Proses perizinan inilah yang jadi tameng pelindung hak-hak masyarakat. Sistemnya berlapis. Untuk bisa beroperasi, sebuah perusahaan musti berurusan dengan banyak pihak. Mulai dari pemerintah desa sampai pejabat pusat. Tentu saja semua perkara itu jadi mudah jika telah "ditabrak" dengan uang. 

Katakanlah syarat persetujuan penduduk setempat, itu bisa diselesaikan dengan mendekati elite-elite desa dan tokoh adat untuk memanipulasi proses AMDAL.

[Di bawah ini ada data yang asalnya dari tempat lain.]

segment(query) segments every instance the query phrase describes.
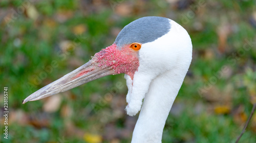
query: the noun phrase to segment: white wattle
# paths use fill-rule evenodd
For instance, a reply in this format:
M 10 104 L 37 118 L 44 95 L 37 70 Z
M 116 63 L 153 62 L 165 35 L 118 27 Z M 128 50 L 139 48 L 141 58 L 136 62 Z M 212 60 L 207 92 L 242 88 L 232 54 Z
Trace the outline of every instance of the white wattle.
M 125 77 L 129 89 L 127 113 L 138 113 L 144 99 L 132 143 L 161 142 L 166 120 L 191 62 L 188 34 L 175 21 L 170 20 L 170 24 L 168 33 L 142 44 L 133 81 Z

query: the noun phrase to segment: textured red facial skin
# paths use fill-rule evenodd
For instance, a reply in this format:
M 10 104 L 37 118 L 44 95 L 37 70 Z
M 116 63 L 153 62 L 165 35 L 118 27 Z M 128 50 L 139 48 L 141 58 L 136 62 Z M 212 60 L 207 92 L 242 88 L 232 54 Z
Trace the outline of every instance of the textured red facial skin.
M 94 65 L 93 68 L 86 68 L 73 79 L 100 68 L 102 69 L 112 69 L 114 70 L 114 74 L 125 73 L 133 80 L 134 73 L 138 70 L 139 65 L 138 52 L 130 48 L 129 45 L 119 50 L 116 45 L 113 44 L 95 53 L 91 61 Z
M 113 44 L 96 53 L 93 59 L 96 60 L 98 67 L 113 69 L 115 74 L 125 73 L 132 79 L 139 65 L 138 51 L 129 45 L 119 50 L 116 44 Z

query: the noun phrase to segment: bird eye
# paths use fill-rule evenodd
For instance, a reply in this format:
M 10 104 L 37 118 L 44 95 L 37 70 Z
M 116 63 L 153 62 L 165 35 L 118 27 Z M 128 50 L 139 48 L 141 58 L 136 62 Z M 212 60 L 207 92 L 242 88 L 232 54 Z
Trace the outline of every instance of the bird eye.
M 130 48 L 132 48 L 135 50 L 138 50 L 140 49 L 141 47 L 141 44 L 139 43 L 133 43 L 131 45 Z

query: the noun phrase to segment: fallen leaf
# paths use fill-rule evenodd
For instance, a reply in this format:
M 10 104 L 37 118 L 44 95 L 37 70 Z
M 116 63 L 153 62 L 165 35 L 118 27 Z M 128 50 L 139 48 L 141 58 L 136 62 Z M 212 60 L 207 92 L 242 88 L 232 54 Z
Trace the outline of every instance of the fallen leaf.
M 97 134 L 85 133 L 83 135 L 83 139 L 89 143 L 99 143 L 102 142 L 102 137 Z
M 87 28 L 84 24 L 81 24 L 75 26 L 73 28 L 73 32 L 76 35 L 80 35 L 86 31 Z
M 36 8 L 33 5 L 30 5 L 26 10 L 28 16 L 32 19 L 36 20 L 39 16 L 38 12 L 36 10 Z
M 230 106 L 226 105 L 218 105 L 214 107 L 214 112 L 216 114 L 227 114 L 230 112 Z

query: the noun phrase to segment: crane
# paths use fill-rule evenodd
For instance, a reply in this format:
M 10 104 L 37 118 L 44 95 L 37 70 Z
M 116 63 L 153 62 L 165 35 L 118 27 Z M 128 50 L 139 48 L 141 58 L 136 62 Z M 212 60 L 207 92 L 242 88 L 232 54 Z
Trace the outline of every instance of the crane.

Saya jadi teringat dengan seorang kawan. Ia bekerja di konsultan AMDAL. Satu waktu, saat sedang menyampaikan hasil penyusunan AMDAL ke Dinas-Dinas terkait, ia didemo oleh masyarakat setempat. Mereka telat tahu, jika tandatangan yang mereka bubuhkan adalah persetujuan atas konsesi tambang yang bakal menindih lahan perkebunan mereka.

Saya jadi sadar, pengetahuan adalah kekuatan. Kita bisa menggagalkan hal-hal yang tidak diinginkan dengan kecerdasan. Sebelum sebuah konsesi disahkan sebagai petaka buruk di masa depan, ada banyak ruang-ruang pertarungan antara ketamakan dan kecerdasan.

Tentu saja wasitnya adalah para pemangku kebijakan. Jika mereka diisi oleh orang-orang bijaksana, kita tahu siapa pemenangnya. Dan jika tampuk kekuasaan tersebut diduduki oleh pejabat rakus nan korup, maka kita juga hafal seperti apa endingnya.